Bij [de minderjarige3] wordt gedrag gezien dat wijst op een onveilige hechting. Zij lijkt niet meer te weten hoe zij kind moet zijn en welke rol bij wie ligt. Zij is obsessief bezig met wat [de minderjarige2] en [de minderjarige4] doen. Er is therapie en onderzoek voor haar aangevraagd door de GI.
[de minderjarige4] heeft een korte spanningsboog en is aangemeld voor logopedie omdat hij onduidelijk spreekt. Hij komt niet tot spel als er andere kinderen bij zijn en is (zelf)bepalend en ongeremd. Hij plast uit protest in zijn broek en heeft grof taalgebruik. Hij heeft meerdere keren objecten besmeurd met ontlasting.
Uit de stukken blijkt dat de GI veel regie heeft gevoerd afgelopen tijd. Er zijn meerdere schriftelijke aanwijzingen gegeven door de GI en er zijn diverse vormen van hulpverlening voor de kinderen en voor het gezin, onderzoek voor [de minderjarige3] en diverse vormen van opvang voor de kinderen ingezet en/of aangevraagd door de GI.
De moeder stelt dat zij op relationeel gebied niets meer met de vader van [de minderjarige4] te maken wil hebben, maar hij heeft wel het gezag over en recht op contact met [de minderjarige4] . De moeder kan hem dus niet uit haar leven bannen. Sinds de vader van [de minderjarige4] terug is in Nederland zijn er bij alle kinderen naar het hof van de GI begrijpt gedragsveranderingen zichtbaar. [de minderjarige3] huilt vaker, het clowneske gedrag van [de minderjarige4] is verergerd en [de minderjarige2] uit meer agressie en geeft zelf aan dat hij liever weer op de groep van [naam2] wil wonen.
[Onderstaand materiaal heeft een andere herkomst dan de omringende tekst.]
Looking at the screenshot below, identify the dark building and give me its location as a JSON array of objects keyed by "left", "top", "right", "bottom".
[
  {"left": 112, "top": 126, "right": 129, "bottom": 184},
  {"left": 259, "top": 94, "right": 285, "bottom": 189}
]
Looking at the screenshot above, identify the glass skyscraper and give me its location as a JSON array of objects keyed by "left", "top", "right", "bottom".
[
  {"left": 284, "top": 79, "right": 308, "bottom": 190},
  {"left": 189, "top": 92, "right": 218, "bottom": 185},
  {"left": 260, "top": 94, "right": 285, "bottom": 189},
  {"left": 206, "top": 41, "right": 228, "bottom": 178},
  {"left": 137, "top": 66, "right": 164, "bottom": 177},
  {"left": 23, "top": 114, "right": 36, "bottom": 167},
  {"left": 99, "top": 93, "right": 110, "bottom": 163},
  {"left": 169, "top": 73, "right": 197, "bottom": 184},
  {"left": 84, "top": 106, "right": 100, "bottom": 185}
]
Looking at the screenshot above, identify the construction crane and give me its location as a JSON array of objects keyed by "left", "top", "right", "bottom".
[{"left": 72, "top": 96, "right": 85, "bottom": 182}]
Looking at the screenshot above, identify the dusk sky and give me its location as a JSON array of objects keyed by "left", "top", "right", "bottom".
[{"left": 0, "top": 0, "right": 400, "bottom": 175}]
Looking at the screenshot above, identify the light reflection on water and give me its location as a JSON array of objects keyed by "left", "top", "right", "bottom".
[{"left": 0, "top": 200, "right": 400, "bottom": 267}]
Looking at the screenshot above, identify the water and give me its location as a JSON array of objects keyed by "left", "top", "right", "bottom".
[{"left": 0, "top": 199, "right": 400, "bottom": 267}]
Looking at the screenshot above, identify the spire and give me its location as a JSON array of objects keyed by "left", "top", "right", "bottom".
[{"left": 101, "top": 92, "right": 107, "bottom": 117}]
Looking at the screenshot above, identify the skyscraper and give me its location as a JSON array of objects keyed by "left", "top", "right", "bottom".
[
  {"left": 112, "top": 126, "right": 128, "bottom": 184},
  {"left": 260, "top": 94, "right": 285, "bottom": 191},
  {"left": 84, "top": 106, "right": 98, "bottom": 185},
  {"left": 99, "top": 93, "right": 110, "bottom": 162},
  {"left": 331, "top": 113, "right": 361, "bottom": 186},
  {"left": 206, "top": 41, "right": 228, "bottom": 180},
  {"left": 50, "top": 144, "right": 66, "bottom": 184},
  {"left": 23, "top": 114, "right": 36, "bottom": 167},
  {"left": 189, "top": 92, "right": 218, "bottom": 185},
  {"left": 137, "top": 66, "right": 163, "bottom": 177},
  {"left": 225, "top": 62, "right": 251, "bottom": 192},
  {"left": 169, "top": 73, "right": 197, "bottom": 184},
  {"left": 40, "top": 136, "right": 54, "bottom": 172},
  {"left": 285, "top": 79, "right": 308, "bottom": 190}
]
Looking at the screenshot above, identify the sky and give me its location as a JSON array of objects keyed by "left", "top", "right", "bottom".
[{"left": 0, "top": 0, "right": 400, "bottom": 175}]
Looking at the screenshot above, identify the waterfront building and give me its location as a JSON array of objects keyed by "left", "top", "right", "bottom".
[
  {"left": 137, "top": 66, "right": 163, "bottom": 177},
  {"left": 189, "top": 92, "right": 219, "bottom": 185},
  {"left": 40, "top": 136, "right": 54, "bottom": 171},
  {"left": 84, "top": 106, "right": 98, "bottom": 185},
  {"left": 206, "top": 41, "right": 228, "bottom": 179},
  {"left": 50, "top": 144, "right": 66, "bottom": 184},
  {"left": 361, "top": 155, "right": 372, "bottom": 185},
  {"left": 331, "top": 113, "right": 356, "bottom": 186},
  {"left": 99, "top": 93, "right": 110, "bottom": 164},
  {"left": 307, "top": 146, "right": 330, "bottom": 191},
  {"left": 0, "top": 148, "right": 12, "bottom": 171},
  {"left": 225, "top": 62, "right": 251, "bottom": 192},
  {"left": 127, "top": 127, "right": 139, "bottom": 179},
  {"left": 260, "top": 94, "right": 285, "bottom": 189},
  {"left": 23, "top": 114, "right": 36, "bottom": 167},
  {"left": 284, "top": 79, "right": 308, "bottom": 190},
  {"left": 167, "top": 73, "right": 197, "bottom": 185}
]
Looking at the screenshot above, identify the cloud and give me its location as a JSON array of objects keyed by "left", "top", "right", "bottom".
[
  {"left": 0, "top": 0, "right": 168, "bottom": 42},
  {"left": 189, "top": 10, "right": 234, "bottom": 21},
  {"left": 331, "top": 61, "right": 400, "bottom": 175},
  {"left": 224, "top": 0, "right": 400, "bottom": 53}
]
Het hof is van oordeel dat dit alles tezamen voldoende aanleiding geeft om de ondertoezichtstelling te verlengen voor de hele periode tot 27 december 2025. Mede gelet op de keuzes die de moeder in het verleden heeft gemaakt, is het de komende tijd belangrijk dat de GI de situatie van de kinderen bij de moeder blijft volgen, de belangen van de kinderen blijft bewaken en regie blijft voeren. Het hof is er niet van overtuigd dat de moeder voldoende hulpverlening zal blijven accepteren dan wel zal inzetten en dat zij de kinderen niet meer zal belasten met nieuwe ontwikkelingen. Integendeel. De moeder stelt bovendien dat de ondersteuning vanuit [naam1] op vrijwillige basis kan worden voortgezet, maar indien de moeder geen hulpvraag heeft in de toekomst geeft dat onvoldoende zekerheid.
Beslist wordt daarom als volgt.

5.De beslissing

Het hof:
bekrachtigt de beschikking van de kinderrechter in de rechtbank Gelderland, locatie Zutphen, gegeven op 24 december 2024 en opschrift gesteld op 14 januari 2025;
wijst het meer of anders verzochte af.
Deze beschikking is gegeven door mrs. P.B. Kamminga, M.H.F. van Vugt en D.J.I. Kroezen, bijgestaan door de griffier en is in het openbaar uitgesproken op 27 mei 2025.